Can singing take place?
Due to the transmission risk associated with singing, communal singing is strongly discouraged indoors. Outdoors, communal singing is permitted in groups of 30, but additional precautions should be taken as set out in the Performing Arts guidance (e.g. people should be 2m apart and not stand face to face).
Is it table service only?
Businesses providing food and drink at these events must take all reasonable steps to ensure people remain seated whilst eating and drinking, even in outdoor settings, to help limit the risk of transmission. We don’t want to go backwards and squander the progress we’ve made in the fight against the Covid-19 virus just as the light at the tunnel gets ever brighter.
These restrictions also apply where events are held in gardens of private homes, where catering is provided by a business. These measures should also be followed if you are hosting, and catering, yourself.
How else can we make sure our event is Covid-19 safe?
- It’s important to continue to practice hands, face, space and fresh air guidance both before, during and after the day.

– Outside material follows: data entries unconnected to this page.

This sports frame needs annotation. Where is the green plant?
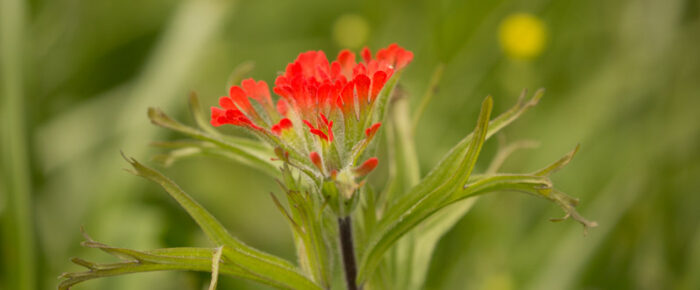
[59,45,596,289]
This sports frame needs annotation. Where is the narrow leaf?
[125,157,319,289]
[358,97,493,283]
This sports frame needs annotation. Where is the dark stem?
[338,216,358,290]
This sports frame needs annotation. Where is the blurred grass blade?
[0,0,36,290]
[411,62,445,133]
[126,158,320,289]
[358,96,493,284]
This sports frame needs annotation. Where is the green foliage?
[0,0,700,290]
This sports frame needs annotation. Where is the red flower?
[211,44,413,177]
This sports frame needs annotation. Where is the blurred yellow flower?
[499,13,547,59]
[333,14,370,49]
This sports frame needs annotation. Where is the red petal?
[353,157,379,177]
[365,123,382,139]
[354,74,370,108]
[362,46,372,62]
[371,71,387,101]
[309,152,323,171]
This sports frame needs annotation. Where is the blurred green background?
[0,0,700,290]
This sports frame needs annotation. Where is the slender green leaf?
[358,96,493,283]
[148,108,279,176]
[126,158,320,289]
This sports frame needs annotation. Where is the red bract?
[211,44,413,177]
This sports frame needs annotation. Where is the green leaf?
[126,158,320,289]
[58,233,274,289]
[148,108,279,176]
[358,96,493,284]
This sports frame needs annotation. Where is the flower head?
[211,44,413,177]
[499,13,547,59]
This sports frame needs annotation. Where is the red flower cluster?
[211,44,413,177]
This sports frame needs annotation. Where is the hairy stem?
[338,216,358,290]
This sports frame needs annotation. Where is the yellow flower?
[499,13,547,59]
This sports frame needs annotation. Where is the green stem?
[0,0,36,290]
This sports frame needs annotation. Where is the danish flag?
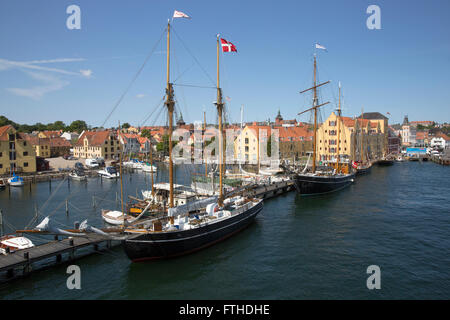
[220,38,237,52]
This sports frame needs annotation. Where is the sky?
[0,0,450,127]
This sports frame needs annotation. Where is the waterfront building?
[430,133,450,149]
[61,132,80,142]
[73,130,121,160]
[49,137,72,158]
[0,125,36,174]
[316,112,387,163]
[25,134,50,158]
[401,116,416,147]
[38,130,62,139]
[234,122,272,164]
[119,133,141,154]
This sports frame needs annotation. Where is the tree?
[141,129,152,139]
[68,120,88,133]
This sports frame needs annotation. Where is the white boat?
[8,173,25,187]
[69,170,87,181]
[98,167,120,179]
[142,164,158,173]
[102,210,134,225]
[0,235,34,255]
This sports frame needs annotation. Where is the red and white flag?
[173,10,191,19]
[220,39,237,52]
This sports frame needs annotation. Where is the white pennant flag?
[173,10,191,19]
[316,43,327,51]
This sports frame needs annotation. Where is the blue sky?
[0,0,450,126]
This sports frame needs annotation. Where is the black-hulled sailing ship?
[294,55,355,195]
[123,22,263,262]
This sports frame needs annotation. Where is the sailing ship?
[8,173,25,187]
[353,110,372,176]
[288,55,355,195]
[123,21,263,261]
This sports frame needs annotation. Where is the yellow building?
[0,125,36,174]
[234,124,271,164]
[316,112,386,163]
[26,135,51,158]
[73,130,121,160]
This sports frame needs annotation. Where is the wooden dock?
[0,234,120,281]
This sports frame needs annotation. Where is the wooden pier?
[0,234,120,281]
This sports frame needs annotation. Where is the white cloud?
[80,69,92,78]
[0,58,92,100]
[6,72,70,100]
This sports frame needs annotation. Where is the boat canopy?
[168,196,218,217]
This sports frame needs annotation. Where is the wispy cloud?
[6,71,70,100]
[0,58,93,100]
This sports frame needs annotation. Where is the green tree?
[68,120,88,133]
[141,129,152,139]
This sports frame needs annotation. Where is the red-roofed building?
[73,130,121,160]
[0,125,36,174]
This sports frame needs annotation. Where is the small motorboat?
[142,164,158,173]
[0,235,34,255]
[69,169,87,181]
[8,173,25,187]
[102,210,135,225]
[98,167,120,179]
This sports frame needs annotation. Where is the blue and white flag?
[316,43,327,51]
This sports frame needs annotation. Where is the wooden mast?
[336,82,341,173]
[298,55,330,173]
[313,55,317,173]
[203,111,208,181]
[361,108,364,165]
[119,121,125,229]
[216,35,223,206]
[149,139,155,201]
[165,20,175,214]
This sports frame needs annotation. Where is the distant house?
[0,125,36,174]
[119,133,141,154]
[430,133,450,149]
[61,132,80,142]
[38,130,62,138]
[73,130,121,160]
[25,134,51,158]
[49,137,72,157]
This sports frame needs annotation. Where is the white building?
[430,135,450,149]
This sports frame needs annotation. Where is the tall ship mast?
[123,18,263,262]
[294,55,355,195]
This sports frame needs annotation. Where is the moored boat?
[98,167,120,179]
[0,235,34,255]
[123,21,263,262]
[8,173,25,187]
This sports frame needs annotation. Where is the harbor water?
[0,162,450,299]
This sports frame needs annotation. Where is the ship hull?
[123,201,263,262]
[295,174,355,196]
[377,160,394,167]
[356,166,372,176]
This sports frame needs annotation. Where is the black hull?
[377,160,394,167]
[123,201,263,262]
[356,166,372,176]
[295,174,355,196]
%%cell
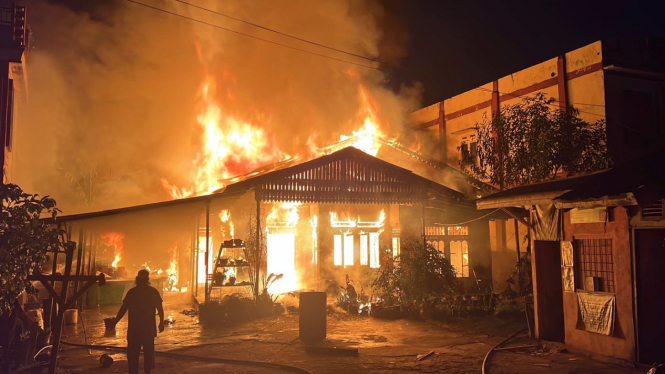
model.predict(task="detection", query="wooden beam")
[501,208,533,230]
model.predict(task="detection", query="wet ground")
[54,299,645,374]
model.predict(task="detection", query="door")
[534,240,566,342]
[635,229,665,365]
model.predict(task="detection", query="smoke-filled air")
[13,0,419,214]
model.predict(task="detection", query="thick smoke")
[13,0,419,214]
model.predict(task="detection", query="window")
[369,232,381,269]
[573,239,616,293]
[393,236,400,259]
[360,234,369,265]
[333,234,342,266]
[344,233,355,266]
[450,240,469,277]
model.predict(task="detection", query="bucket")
[65,309,79,325]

- Get tested twice a week before and after the event, even if you don’t have symptoms. Rapid lateral flow tests are available free at pharmacies and online. You might consider asking guests attending to have tests beforehand, too.
- Anyone displaying symptoms should not attend, and instead immediately isolate and get tested.
Can I have a hen or stag do?
Yes, in line with wider social contact limits. That means six people or two households indoors, and 30 outdoors. In the run-up to a wedding or a civil partnership you may want to consider reducing your social contact – of course, the fewer people you see and mix with, the less likely you are to be at risk of transmission.
If you do want to hold such events within the social distancing guidelines, it’s probably worth holding them well in advance of the big day. That means if there are any infections, they can be picked up early, with people isolating but then still able to attend once they are through the self-isolation period.
What else can we do?
Take up the offer of a vaccine when it comes, and make sure you attend your second jab appointment. The rollout of the vaccine is allowing us to come out of the pandemic, and allowing us to think about returning to normal life. But we need as many people as possible to get their jab – so get it when you can!